The Antiapoptosis Effect of Glycyrrhizate on HepG2 Cells Induced by Hydrogen Peroxide

Department of Pharmacology, Pharmacy School, Inner Mongolian Medical University, Jinshan Developing Zone, Hohhot, Inner Mongolia 010110, China

Received 17 April 2016; Revised 25 August 2016; Accepted 28 September 2016

Academic Editor: Javier Egea

Copyright © 2016 Miao Su et al. This is an open access article distributed under the Creative Commons Attribution License, which permits unrestricted use, distribution, and reproduction in any medium, provided the original work is properly cited.

Abstract

This study demonstrated that glycyrrhizate (GAS) could protect HEPG2 cells against damage and apoptosis induced by H2O2 (1600 μM, 4 h). Cell viability assay revealed that GAS was noncytotoxity at concentration 125 µg/mL, and GAS (5 μg/mL, 25 μg/mL, and 125 μg/mL) protected HepG2 cells against H2O2-induced cytotoxicity. H2O2 induced the HepG2 cells apoptosis, obvious morphologic changes were observed after Hochest 33258 staining, and more apoptotic cells were counted in flow cytometry assay compared to that of the natural group. Pretreatment GAS (5 μg/mL, 25 μg/mL, and 125 μg/mL) prior to H2O2 reverses the morphologic changes and reduced the apoptotic cells in HepG2 cells. GAS reduced the release of MDA, increased the activities of superoxide dismutase, and diminished the release of ALT and AST during oxidative stress in HepG2 cells. After Elisa kit detecting, GAS inhibited the caspase activity induced by H2O2, GAS decreased the level of caspase-3 and caspase-9 from mitochondria in dose-dependent manner. Western blot results showed that pretreatment GAS upregulated the expression of Bcl-2 and decreased the expression of Bax. These results reveal that GAS has the cytoprotection in HepG2 cells during ROS exposure by inhibiting the caspase activity in the mitochondria and influencing apoptogenic factors of the expression of Bax and Bcl-2.

1. Introduction

Oxidative stress is a crucial factor that contributes to aging and multiple degenerative diseases, because it can alter biological molecules such as DNA, proteins, and lipids [1]. Chronic oxidative stress may also promote the onset or progression of chronic liver diseases including nonalcoholic fatty liver disease (NAFLD), cirrhosis, hepatitis, and hepatic carcinoma, which if not treated properly are likely to advance to end-stage liver diseases requiring surgical intervention [2]. Major sources of cellular ROS include the mitochondrial respiratory chain and enzymatic reactions mediated by enzyme systems such as xanthine oxidoreductase, nitric oxide (NO) synthase (NOS), and nicotinamide adenine dinucleotide phosphate (NADPH) oxidases [3]. The physiological and pathological relevance of these sources is different depending on the specific disease and tissue/organ. Superoxide () and hydrogen peroxide (H2O2), primary ROS products, are indeed involved in a broad range disease progress. Previous studies indicated that extracellular H2O2 increased intracellular ROS levels via multiple mechanisms including loss of intracellular ROS antioxidants such as glutathione (GSH) [4] or decreased mitochondrial membrane permeability followed by mitochondrial ROS release [5]. Many researches have confirmed that the mechanisms underlying various types of hepatic injuries are induced by robust generation of intracellular reactive oxygen species (ROS) [6, 7]. Extracellular H2O2 has been used to induce oxidative injury in hepatocytes at different concentration [8, 9]. Therefore, H2O2 was used to induce oxidative injury in HepG2 cells in our study.

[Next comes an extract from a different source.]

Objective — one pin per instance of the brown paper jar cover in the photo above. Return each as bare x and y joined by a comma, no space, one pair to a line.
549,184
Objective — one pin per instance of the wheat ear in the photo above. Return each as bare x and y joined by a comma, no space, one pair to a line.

Licorice (Glycyrrhiza glabra Linn; family: Leguminosae) has been widely used for several centuries in China, especially in Chinese herbal compound. The Licorice has been reported for antipyretic, antimicrobial, hepatoprotective, antioxidant, anxiolytic, expectorant, laxative, and diuretic properties [1013]. Glycyrrhizate (GAS) was one of the main active ingredients of Licorice. Pharmacology studies in recent years show that GAS has multiple pharmacological effects, including adrenal cortical hormone-like effect, anti-inflammatory antihypertensive effect [14], antiaging and enhancing immune function, the enhancement of body’s physiological function, and the inhibitory cancer cell growth. But, few researches on GAS can provide enough data particularly with regard to their mechanism to protect cells against oxidative damage. Here we investigated the effects of GAS on oxidative HepG2 cells damage induced by H2O2 and elucidated the potential mechanism involved in the cytoprotective effect of GAS.

2. Materials and Methods

2.1. Chemicals

GAS was obtained from China Institute for Food and Drug control (Beijing, China); the purity of GAS is 98%. Caspase-3 and caspase-9 Elisa kits were purchased from Wuhan Xinqidi Biological Technology Co., Ltd. (Wuhan, china). Hoechst 33258 stains were purchased from Sigma-Aldrich, USA. ALT, AST, MDA, and SOD kits were obtained from the Nan Jing Jian Cheng Bioengineering Institute (Nanjing, China). The tubulin antibody was purchased from Beyotime (Shanghai, china). Annexin V-FITC/propidium iodide (PI) apoptosis detection kit was purchased from BD company (American). Anti-Bax antibody and anti-Bcl-2 antibody were purchased from Abcam company (UK). HepG2 cells were purchased from Beijing Concord Cell Resource Center (Beijing, China).

2.2. Cell Culture

HepG2 cells were cultured in a humidified atmosphere of 95% air plus 5% CO2 in a 37°C incubator in DMEM supplemented with 10% FBS, 100 μM streptomycin, and 100 U/mL penicillin.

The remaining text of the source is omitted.